Perhaps you should engage with the claims rather than the person. As someone who doesn't frequently use PHP, the criticisms in the linked post from 2012 seem valid if the facts presented are true -- there's some pretty weird, and in a few cases, downright dangerous behavior presented there.

What is invalid, specifically, about that blog post?


Ah yes, the infamous 12-year-old fractal of bad design article which is almost entirely obsolete.


Nope, as someone who has coded modern PHP recently I would say it is mostly still relevant. Some of the issues have been fixed but most remain.

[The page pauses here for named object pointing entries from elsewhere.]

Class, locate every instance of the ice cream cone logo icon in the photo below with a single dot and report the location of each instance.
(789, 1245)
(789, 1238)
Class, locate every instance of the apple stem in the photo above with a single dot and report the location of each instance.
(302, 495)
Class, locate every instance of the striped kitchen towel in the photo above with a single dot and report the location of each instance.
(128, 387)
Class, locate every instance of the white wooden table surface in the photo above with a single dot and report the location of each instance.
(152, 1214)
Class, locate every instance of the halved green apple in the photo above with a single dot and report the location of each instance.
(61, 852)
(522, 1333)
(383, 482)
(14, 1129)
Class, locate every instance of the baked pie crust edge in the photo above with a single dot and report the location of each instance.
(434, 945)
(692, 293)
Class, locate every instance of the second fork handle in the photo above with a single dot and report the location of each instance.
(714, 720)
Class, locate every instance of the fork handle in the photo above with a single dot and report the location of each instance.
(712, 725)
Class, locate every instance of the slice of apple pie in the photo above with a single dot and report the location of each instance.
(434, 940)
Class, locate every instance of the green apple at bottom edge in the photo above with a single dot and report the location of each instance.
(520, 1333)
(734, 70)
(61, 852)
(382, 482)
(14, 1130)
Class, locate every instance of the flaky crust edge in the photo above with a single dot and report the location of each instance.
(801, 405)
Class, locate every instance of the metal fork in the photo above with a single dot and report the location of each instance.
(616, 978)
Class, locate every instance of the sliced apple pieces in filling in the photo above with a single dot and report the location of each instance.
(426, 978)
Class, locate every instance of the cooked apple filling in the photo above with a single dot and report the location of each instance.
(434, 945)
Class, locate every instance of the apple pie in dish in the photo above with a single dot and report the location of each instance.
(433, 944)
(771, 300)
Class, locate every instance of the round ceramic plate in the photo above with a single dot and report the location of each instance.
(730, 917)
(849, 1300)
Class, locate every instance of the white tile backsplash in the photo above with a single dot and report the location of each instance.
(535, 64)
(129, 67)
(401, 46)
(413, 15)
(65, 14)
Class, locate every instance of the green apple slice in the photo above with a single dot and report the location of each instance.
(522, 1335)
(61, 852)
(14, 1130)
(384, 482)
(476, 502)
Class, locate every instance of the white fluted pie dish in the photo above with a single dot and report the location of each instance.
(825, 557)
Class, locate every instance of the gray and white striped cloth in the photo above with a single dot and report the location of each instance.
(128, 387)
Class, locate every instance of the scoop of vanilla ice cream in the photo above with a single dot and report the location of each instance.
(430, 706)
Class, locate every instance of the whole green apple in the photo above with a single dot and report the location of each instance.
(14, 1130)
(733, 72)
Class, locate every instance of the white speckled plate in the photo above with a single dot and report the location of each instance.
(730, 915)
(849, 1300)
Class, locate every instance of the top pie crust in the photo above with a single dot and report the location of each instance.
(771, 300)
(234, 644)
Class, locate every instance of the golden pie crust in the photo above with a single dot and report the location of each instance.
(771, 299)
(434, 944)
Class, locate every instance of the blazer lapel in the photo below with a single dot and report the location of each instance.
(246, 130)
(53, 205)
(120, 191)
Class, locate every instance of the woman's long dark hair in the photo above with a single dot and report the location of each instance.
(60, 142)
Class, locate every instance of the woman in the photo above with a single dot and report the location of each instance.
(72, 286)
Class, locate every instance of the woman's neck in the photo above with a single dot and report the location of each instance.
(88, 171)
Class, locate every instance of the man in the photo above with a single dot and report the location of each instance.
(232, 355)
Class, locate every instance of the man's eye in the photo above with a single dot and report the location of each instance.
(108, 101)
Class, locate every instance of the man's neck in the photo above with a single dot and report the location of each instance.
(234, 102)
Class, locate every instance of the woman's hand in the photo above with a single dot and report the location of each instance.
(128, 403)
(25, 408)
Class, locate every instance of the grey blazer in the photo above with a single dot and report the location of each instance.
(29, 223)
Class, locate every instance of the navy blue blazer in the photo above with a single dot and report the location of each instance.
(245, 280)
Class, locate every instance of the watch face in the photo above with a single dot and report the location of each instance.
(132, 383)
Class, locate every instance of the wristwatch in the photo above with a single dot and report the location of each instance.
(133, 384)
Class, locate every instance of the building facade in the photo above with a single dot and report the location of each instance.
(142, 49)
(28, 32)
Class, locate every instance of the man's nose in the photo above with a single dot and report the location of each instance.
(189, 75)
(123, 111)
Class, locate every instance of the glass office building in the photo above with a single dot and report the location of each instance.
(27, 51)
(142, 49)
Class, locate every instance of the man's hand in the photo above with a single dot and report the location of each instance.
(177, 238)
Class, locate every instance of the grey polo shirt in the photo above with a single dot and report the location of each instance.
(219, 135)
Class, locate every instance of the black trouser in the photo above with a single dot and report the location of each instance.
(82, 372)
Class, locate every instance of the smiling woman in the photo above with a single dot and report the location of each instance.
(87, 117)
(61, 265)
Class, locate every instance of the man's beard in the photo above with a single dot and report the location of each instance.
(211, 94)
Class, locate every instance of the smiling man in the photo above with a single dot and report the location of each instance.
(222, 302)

It's amazing how many people's opinion of PHP is stuck in a time warp from 10-20 years ago. It's now a much better language than it was then. It's fascinating to see programmer snobbery in real time.


WPEngine has tons of developers working on the WordPress ecosystem. This contribution argument doesn't work with me. They're contributing plenty of hours into WordPress plugins that their competition also can use.


Is there a list of wordpres plugins WPEngine actively maintain ?


No they don't. They contribute 40 hours a week.


That's the amount of hours they contribute to the "Five for the Future" program which specifically refers to work on a subset of the WordPress project managed by Automattic. For example, WPEngine own and develop Advanced Custom Fields, a plugin used by hundreds of thousands of WordPress websites. The work they do on that isn't covered in the 40 hours. Likewise, WPEngine run the DE{CODE} conference but that isn't included in the 40 hours either.


> https://www.advancedcustomfields.com/blog/reflecting-on-two-...

Oh, I remember now. I was wondering why ACF didn't become part of the core.


Is there a list ?


> instead of contributing improvements

Yeah good luck with that. Something so deeply embedded in WordPress Core impossible to improve upon.